In other instances, as exemplified in U.S. Pat. Nos. 4,345,353 and 4,328,014, a panel filter is engaged to the downstream face surrounding the air/material receiver outlet. The filter is aligned to the outlet opening by virtue of the alignment of a filter clamping device to the opening and by alignment of the filter with its clamping device. In other words, the filter is mated to its clamping device and the clamping device is mated to the receiver downstream air outlet.
Conventional particulate collecting systems such as those disclosed in the previously referenced U.S. Pat. Nos. 4,258,451; 4,328,014; and 4,272,262 typically provide filter structures having relatively light weight filtration media. Commonly, to facilitate fabrication, the frames of these filter structures are also of relatively light weight material. The frame work must retain the filter media and seal integrity against the stress of air flow and filter cleaning backflushing. Typically, the filter structure forces resulting from air flow pressure loss across dirty filter medial can become quite high. For instance, a four square foot panel filter having a pressure drop of eight inches of water will be subjected to a lateral thrust of approximately 170 pounds. Field experience has presented many cases of seal leakage in panel filters. Obviously, structural integrity of both the filter frame and its clamping means are suspect in these cases.
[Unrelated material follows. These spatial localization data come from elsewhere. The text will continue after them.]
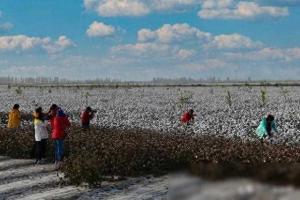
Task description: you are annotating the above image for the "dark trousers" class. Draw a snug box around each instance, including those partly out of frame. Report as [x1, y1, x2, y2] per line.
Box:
[35, 139, 47, 161]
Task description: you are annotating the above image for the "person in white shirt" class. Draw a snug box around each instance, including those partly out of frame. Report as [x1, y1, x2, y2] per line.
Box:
[33, 107, 48, 164]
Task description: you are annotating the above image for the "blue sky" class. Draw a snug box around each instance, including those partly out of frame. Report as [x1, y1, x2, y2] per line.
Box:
[0, 0, 299, 81]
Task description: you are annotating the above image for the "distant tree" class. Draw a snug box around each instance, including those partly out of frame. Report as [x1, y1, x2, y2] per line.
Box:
[225, 90, 232, 108]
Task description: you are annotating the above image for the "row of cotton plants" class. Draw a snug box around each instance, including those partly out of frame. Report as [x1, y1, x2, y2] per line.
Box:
[1, 85, 300, 145]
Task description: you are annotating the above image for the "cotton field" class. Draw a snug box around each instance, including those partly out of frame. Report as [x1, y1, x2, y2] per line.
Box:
[1, 85, 300, 145]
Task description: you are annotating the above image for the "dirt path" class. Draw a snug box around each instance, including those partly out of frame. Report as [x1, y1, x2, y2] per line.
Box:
[0, 156, 88, 200]
[4, 156, 300, 200]
[0, 156, 168, 200]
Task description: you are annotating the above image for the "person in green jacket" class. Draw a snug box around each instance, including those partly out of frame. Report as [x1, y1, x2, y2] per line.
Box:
[256, 113, 278, 139]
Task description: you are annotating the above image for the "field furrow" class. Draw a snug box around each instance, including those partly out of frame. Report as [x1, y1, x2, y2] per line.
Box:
[0, 157, 88, 200]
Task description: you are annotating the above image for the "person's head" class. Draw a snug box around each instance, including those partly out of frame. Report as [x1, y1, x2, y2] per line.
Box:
[49, 104, 58, 115]
[188, 109, 194, 115]
[13, 104, 20, 110]
[35, 107, 42, 114]
[266, 114, 275, 123]
[35, 107, 43, 120]
[86, 107, 92, 112]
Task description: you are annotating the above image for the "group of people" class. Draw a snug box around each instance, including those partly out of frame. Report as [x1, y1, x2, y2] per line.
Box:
[7, 104, 96, 169]
[6, 104, 278, 168]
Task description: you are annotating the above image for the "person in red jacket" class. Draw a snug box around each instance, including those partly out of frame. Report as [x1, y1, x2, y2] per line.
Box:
[181, 109, 196, 125]
[80, 107, 96, 129]
[48, 104, 70, 169]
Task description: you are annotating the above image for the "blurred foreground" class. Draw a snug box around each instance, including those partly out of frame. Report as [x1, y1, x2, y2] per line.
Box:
[2, 158, 300, 200]
[169, 172, 300, 200]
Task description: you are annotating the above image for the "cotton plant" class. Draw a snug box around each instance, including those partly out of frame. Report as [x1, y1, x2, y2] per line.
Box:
[225, 89, 232, 108]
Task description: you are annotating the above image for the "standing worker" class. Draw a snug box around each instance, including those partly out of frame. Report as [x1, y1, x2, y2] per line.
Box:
[7, 104, 21, 129]
[33, 107, 48, 164]
[48, 104, 70, 170]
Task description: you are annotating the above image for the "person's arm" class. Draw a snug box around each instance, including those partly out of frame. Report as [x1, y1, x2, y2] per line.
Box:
[45, 120, 51, 132]
[192, 113, 196, 120]
[7, 112, 12, 127]
[262, 117, 266, 126]
[65, 116, 71, 128]
[17, 111, 21, 120]
[89, 112, 95, 120]
[47, 110, 54, 119]
[272, 121, 278, 133]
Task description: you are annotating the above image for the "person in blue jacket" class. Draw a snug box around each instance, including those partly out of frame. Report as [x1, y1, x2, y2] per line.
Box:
[256, 113, 278, 139]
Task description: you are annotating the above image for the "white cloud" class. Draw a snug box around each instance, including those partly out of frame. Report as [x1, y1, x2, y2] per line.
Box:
[177, 49, 196, 59]
[57, 36, 73, 48]
[43, 36, 74, 53]
[205, 33, 263, 49]
[114, 23, 213, 59]
[150, 0, 199, 10]
[112, 42, 172, 56]
[0, 35, 50, 51]
[255, 0, 300, 7]
[137, 29, 157, 42]
[199, 0, 289, 19]
[138, 23, 211, 43]
[83, 0, 290, 19]
[86, 21, 115, 37]
[201, 0, 233, 9]
[113, 23, 266, 63]
[0, 22, 14, 31]
[95, 0, 149, 17]
[112, 42, 198, 61]
[0, 35, 73, 53]
[84, 0, 198, 16]
[137, 24, 260, 50]
[83, 0, 98, 9]
[237, 2, 288, 17]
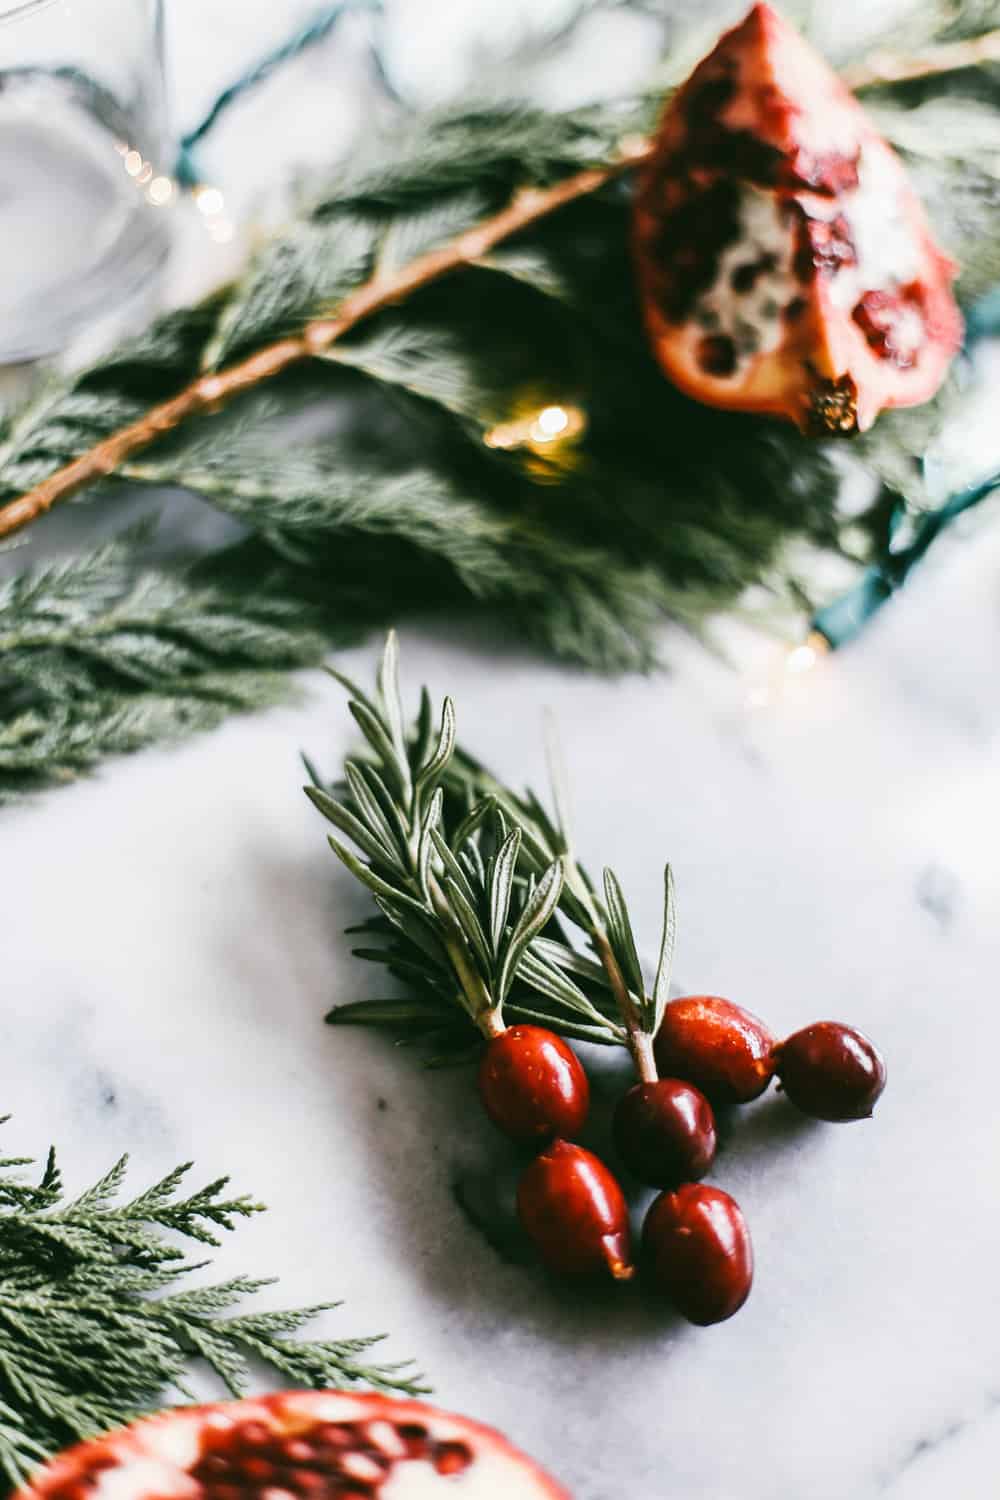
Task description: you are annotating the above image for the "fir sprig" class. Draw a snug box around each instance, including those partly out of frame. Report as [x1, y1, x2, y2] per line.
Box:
[0, 531, 341, 802]
[0, 1121, 423, 1490]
The well-known problems, disadvantages and limitations associated with the filter structures and associated backflushing structures of the above-mentioned and other conventional particulate collection systems may be summarized as follows:
1. Filter reverse flow cleaning passages in many instances are integral and permanent parts of the system housing or the filter structure;
2. For most conventional systems, filter servicing requires entry into the system material receiving chambers (i.e., the "dirty" sides of the systems);
3. In at least one instance, to eliminate the need for entering the system's material receiving chamber for filter service, the filter must be attached to the flow conductor prior to assembly through the chamber outlet;
4. Unitized construction of the panel filter and its associated air flow conductor requires that both be discarded at the time of filter replacement;
5. Clean air flow conductors for certain panel filters are relatively large and extend into the material receiving chamber, thereby undesirably consuming considerable chamber space;
6. Panel filters sealed to downstream faces of chamber air discharge outlets are typically dependent upon their associated clamping structure to align them to the material receiving chamber outlet; and
7. Panel type filters are typically constructed using light structural framework that essentially precludes the rigid clamping of the filter structure necessary to overcome high thrust loads caused by air pressure drop across the filter.
In view of the foregoing, it is an object of the present invention to provide improved panel filter and associated backflushing apparatus which eliminates or minimizes the above-mentioned and other problems, disadvantages and limitations typically associated with the filter and backflushing structures in conventional particulate collection systems.